Data Scientist, Goodway Group
Marketing automation powered by AI and machine learning would rule the roost in B2B. To better understand how AI-based marketing automation technologies would fare in 2018, we spoke to Scotty Pate, Data Scientist, Goodway Group.
Tell us about your role at Goodway Group and the team and technology you handle.
I am a Data Scientist at Goodway where I work with a small, brilliant team of software engineers and another Data Scientist. We work on problems such as fraud detection, accurately pricing digital media, campaign objective optimization, and user behavior targeting. Our technology stack is a mainstream, open-source, distributed computing platform with lots of tools such as Python, R, and various data stores.
Define the state of ‘AI-based marketing automation’ technology in 2018?
As the scope of problems that we solve with machines increases, we have a tendency to reduce the definition of what qualifies as Artificial Intelligence. I think we have to be careful to not have a standard in which the boundaries of what constitutes AI becomes only the things that we haven’t yet accomplished. At the same time, there is a potential to misuse the term and overstate its application. I like to think of our model as complementary intelligence. I would be skeptical of anyone laying claim to having implemented an AI that solves all marketing technology problems. There are areas of marketing technology that are great use cases for machines, and there are areas where machines just aren’t needed. AI-based marketing tools are within reach of more organizations than ever. I suspect there is an inverse relationship between the amount of praise a company gives their AI tools and the sophistication of their implementation. The companies that have high functioning AI systems will tell you as much about the shortcomings as they do the benefits.
As a Data Scientist, how do you enable marketing and sales teams to better optimize their campaigns?

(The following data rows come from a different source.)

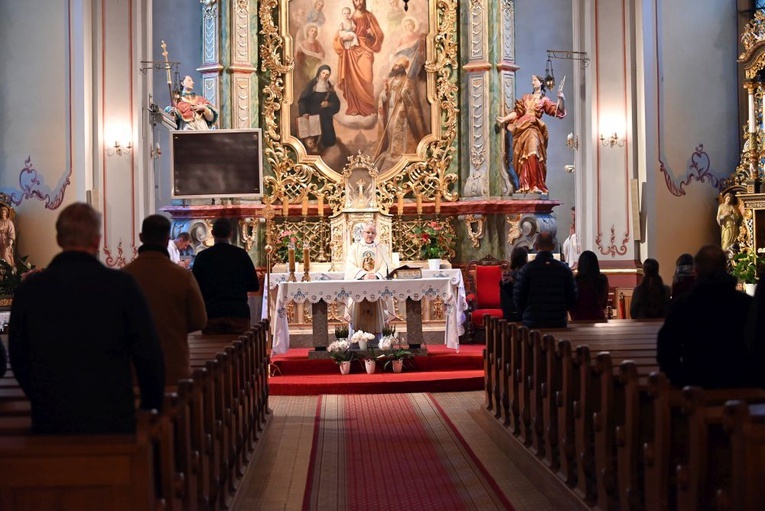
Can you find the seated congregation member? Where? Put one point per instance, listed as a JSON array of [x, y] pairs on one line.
[[367, 260], [650, 299], [702, 340], [178, 245], [544, 289], [225, 275], [518, 259], [173, 295], [682, 280], [77, 330], [592, 287]]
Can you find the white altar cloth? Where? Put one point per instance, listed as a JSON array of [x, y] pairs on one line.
[[447, 287]]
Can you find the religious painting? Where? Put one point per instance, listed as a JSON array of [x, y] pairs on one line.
[[358, 83]]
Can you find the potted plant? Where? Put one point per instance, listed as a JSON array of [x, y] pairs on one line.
[[435, 240], [341, 352], [746, 267]]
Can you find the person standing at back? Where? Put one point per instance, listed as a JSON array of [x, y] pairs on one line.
[[77, 330], [702, 340], [225, 274], [173, 295], [592, 287], [545, 290], [651, 298]]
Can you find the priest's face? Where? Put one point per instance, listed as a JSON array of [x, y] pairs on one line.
[[369, 233]]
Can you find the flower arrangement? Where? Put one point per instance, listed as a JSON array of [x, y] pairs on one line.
[[391, 348], [341, 332], [289, 238], [747, 265], [434, 239], [340, 351]]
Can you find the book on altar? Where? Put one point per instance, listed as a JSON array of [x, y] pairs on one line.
[[309, 127], [405, 272]]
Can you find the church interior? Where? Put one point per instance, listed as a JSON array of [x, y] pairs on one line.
[[461, 130]]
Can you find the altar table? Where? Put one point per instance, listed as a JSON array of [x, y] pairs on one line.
[[447, 286]]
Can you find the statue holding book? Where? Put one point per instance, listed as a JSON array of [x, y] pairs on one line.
[[317, 106]]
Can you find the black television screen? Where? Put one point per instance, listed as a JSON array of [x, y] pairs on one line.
[[217, 163]]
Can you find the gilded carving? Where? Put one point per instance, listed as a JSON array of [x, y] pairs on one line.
[[296, 173]]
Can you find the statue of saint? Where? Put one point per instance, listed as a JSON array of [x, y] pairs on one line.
[[729, 218]]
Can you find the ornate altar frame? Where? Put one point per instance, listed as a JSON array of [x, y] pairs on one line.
[[296, 176]]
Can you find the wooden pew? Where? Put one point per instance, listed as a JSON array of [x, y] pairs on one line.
[[83, 473], [745, 424]]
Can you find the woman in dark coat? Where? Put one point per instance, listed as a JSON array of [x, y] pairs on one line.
[[593, 289], [518, 258]]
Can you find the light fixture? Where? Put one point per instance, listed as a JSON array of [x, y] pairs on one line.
[[611, 140], [549, 74], [119, 149], [572, 142]]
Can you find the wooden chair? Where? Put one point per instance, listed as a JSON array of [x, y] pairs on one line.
[[483, 278]]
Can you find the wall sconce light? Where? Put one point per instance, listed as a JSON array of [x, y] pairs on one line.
[[155, 152], [612, 140], [549, 74], [572, 142], [119, 149]]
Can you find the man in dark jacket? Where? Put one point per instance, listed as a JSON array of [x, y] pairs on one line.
[[544, 289], [225, 274], [702, 340], [77, 329]]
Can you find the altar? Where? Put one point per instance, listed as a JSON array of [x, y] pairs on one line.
[[444, 285]]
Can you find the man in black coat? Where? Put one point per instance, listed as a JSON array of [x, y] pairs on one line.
[[77, 330], [702, 340], [544, 289], [225, 274]]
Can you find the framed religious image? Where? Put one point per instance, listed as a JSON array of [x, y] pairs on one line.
[[359, 82]]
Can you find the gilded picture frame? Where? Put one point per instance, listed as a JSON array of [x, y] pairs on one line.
[[296, 44]]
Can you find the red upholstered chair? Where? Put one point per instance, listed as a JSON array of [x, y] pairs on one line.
[[483, 279]]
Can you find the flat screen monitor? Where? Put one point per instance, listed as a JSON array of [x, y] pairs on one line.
[[217, 163]]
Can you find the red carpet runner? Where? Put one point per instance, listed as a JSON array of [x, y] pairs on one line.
[[393, 451]]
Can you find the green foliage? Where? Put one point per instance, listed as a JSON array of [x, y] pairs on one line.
[[747, 266]]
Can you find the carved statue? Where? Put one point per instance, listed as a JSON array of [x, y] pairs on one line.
[[729, 219]]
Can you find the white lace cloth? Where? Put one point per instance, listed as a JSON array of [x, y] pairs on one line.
[[444, 284]]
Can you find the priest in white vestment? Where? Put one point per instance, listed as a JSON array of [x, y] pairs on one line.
[[367, 260]]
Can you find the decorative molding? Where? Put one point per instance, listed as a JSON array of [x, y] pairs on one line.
[[698, 170], [32, 187]]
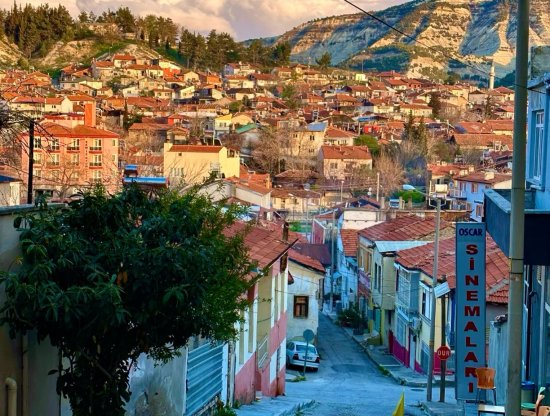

One of the main goals of optimizing a campaign is paying the right price for the right inventory. Digital media exchanges are relatively immature markets. There is a massive amount of inefficiency around price discovery in digital media markets when compared to something like a financial market. Pricing mechanisms tend to be opaque and one of our primary goals is valuing the inventory that we are purchasing accurately. In order to value inventory accurately, we need to have a clear understanding of campaign objectives. If we know what the campaign objectives are then we can let the machines tell us what price we should be paying for inventory. We try to leverage technology to help our marketers know what inventory and which users are contributing to their campaign goals.
Would you consider Data Science and AI/ML turning ubiquitous to every marketing and advertising platform?
The techniques of machine learning are ubiquitous in the sense that platforms which don’t embrace them will go away. We aren’t yet at a place as an industry where these techniques are widely accepted and applied. I still have many conversations with people about the basics of why last touch attribution isn’t appropriate. Much of that resistance to change may just be industry inertia. Explaining to marketers why the abundance of clicks they receive may not be correlated with their campaign objectives is a tough conversation. Another practical reason is the infrastructure and people needed to implement machine learning tools are expensive and time-consuming. An organization has to be committed to competing on the basis of these tools from the top down. As the amount of data generated increases, machine learning tools are going to become mandatory out of sheer necessity.
Tell us about your recent launch- RealValue?
Impression pricing is one of the areas of real-time digital markets that is ripe for machines to take over. RealValue is our suite of tools that we have in place to leverage computational power to value inventory. Our clients care about their campaign objectives, not what price to pay for a single impression. We have to communicate their business value down to the impression level or else we can’t participate effectively in real-time media markets. RealValue is a translation layer between our marketers’ business objectives and impression level pricing that supports those objectives. We want to precisely state our value for any given impression so that we know where to aggressively go after inventory and where to stand down. In order to do this, we have to attribute credit, analyze the data, and take follow-up action based on our analysis. Letting machines solve for pricing algorithms gives our human traders more time for strategic engagement with client objectives.
How do you see emerging technologies like video, AR/VR, and Artificial Intelligence further impacting the B2B buying journeys?
All of these technologies are working toward shortening the sales cycle. We have significant interaction with other businesses in real-time through exchanges without having much human interaction at all. Our algorithms interact with their products and the sales cycle is measured in milliseconds. We have had situations where our algorithms favor other business products so much that it pushes us to reach out and have conversations about what they are doing. It reduces transaction cost and risk for businesses to interact with external product offerings. Businesses can test products without commitments and on their own schedule, and let the product sell itself. It is a “show-me first” mindset.
Thanks for chatting with us, Scotty.